A Trip of a Lifetime

Canadian News Editors Party at Entrance to Westminster Hall, June 1924. Photo from Pilgrims of the Press.
Canadian News Editors at Entrance to Westminster Hall, June 1924. Photo from Pilgrims of the Press.

At long last, Christopher Alexander (C.A.) Fleming, educator and publisher in Owen Sound,  Ontario, was embarking on a voyage to the United Kingdom. The year was 1924 when Europe was rebuilding after the war of 1914-18.  Roy Fleming, his cousin, had emphatically recommended such a trip after his own in 1903.

C.A. – you know you are rich – you might cease from your labors for two months and take a trip to the Old Country and see these places – see that land of true beauty and sweet traditions – the land of your fathers,  which age will never dim. [Letter  dated  14 October 1903]

Arranged by the Canadian Weekly Press Association for editors of weekly newspapers, the tour covered Belgium, Paris, and the major cities in the United Kingdom.  There were 171 individuals in the party, of whom 101 were associated with some 100 weekly Canadian newspapers. Of these editors, 83 were men and 18 women. Seventy family members travelled with them. Many of the editors were from Ontario, and smaller numbers from the Atlantic provinces and the West. [Davies, “Who’s Who”]  

C.A. owned  the Daily Sun-Times and the weekly Cornwall Freeholder. His eldest daughter, Lillian, who was 37 and a kindergarten teacher, accompanied him on a trip that became the highlight of her life – especially the garden party at Buckingham Palace.

Over the eight weeks, C.A. mailed letters to the Daily Sun-Times with reports on the social events and the places – the streets, the people, the exhibits and tours. These were dense with descriptions of the farmlands and industrial sites and attentive to points that his Grey County readers would appreciate. He later published his reports as a collection in  Letters from Europe.

W. Rupert Davies, of The Renfrew Mercury in Renfrew, Ontario, and former president of the Association, organized the itinerary and meetings with dignitaries and press associations.
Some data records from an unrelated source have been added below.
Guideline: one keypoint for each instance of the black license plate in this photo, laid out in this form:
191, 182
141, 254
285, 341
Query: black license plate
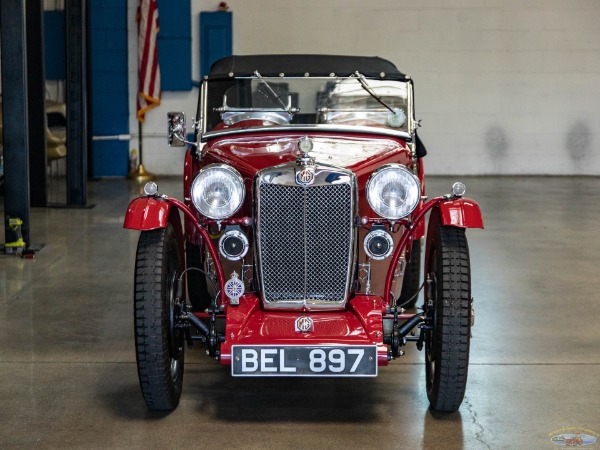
294, 361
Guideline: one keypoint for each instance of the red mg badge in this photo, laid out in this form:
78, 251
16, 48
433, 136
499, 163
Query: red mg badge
304, 324
305, 177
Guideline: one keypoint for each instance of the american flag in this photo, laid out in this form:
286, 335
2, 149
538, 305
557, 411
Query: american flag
148, 71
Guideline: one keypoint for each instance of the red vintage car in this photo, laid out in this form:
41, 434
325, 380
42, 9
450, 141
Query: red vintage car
296, 250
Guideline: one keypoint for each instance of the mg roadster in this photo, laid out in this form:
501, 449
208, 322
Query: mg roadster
297, 248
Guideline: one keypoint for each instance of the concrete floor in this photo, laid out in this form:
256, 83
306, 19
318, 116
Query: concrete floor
68, 370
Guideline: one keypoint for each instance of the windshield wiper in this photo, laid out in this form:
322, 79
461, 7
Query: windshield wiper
363, 82
289, 109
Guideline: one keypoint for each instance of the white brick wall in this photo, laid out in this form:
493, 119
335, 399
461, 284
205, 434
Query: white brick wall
502, 86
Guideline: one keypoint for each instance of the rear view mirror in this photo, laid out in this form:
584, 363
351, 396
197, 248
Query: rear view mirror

He published his account in Pilgrims of the Press, in which he explained that this endeavor was to be  “an educational tour with the idea, not only of establishing a closer relationship between the weekly editors of Canada and the newspaper fraternity of the Old Land, but in order that we should all get first-hand knowledge of the Mother Country and some of its problems.” [Davies, p. 3] (Davies, who many years later was appointed to the Canadian Senate, brought his wife Florence  McKay and their son Robertson – the Robertson Davies who grew up to be a journalist and acclaimed novelist.)
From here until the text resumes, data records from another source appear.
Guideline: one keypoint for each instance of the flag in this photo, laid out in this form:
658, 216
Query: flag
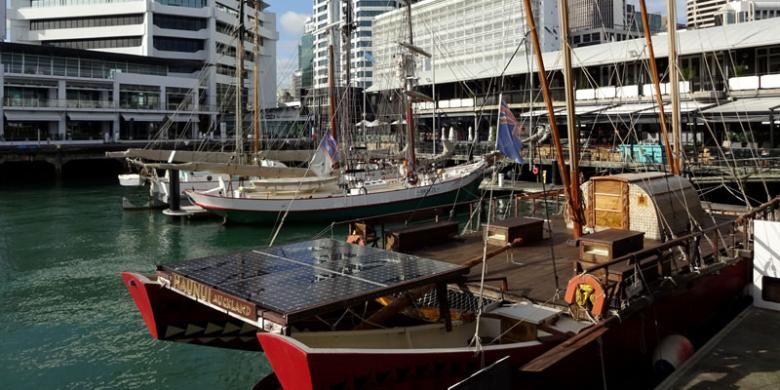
509, 133
325, 157
330, 146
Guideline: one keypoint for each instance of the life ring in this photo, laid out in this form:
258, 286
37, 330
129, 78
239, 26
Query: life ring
586, 292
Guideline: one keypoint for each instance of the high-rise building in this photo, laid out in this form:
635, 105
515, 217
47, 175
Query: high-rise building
329, 20
735, 12
599, 21
306, 57
701, 13
202, 31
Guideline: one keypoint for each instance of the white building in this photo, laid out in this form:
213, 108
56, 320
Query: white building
701, 13
747, 11
328, 19
478, 35
202, 31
The idea for conducting such an ambitious tour was rooted in a strong sentiment for the British Empire. The elite of the Empire Press Union and the Newspaper Society in England provided full support and likely direction. We might surmise that their motives were to strengthen diplomatic and economic bonds between Canada and Britain. Notwithstanding that Canada had just fought for “King and Country,” Canadians were pressing instead for autonomy and independence from imperial requests.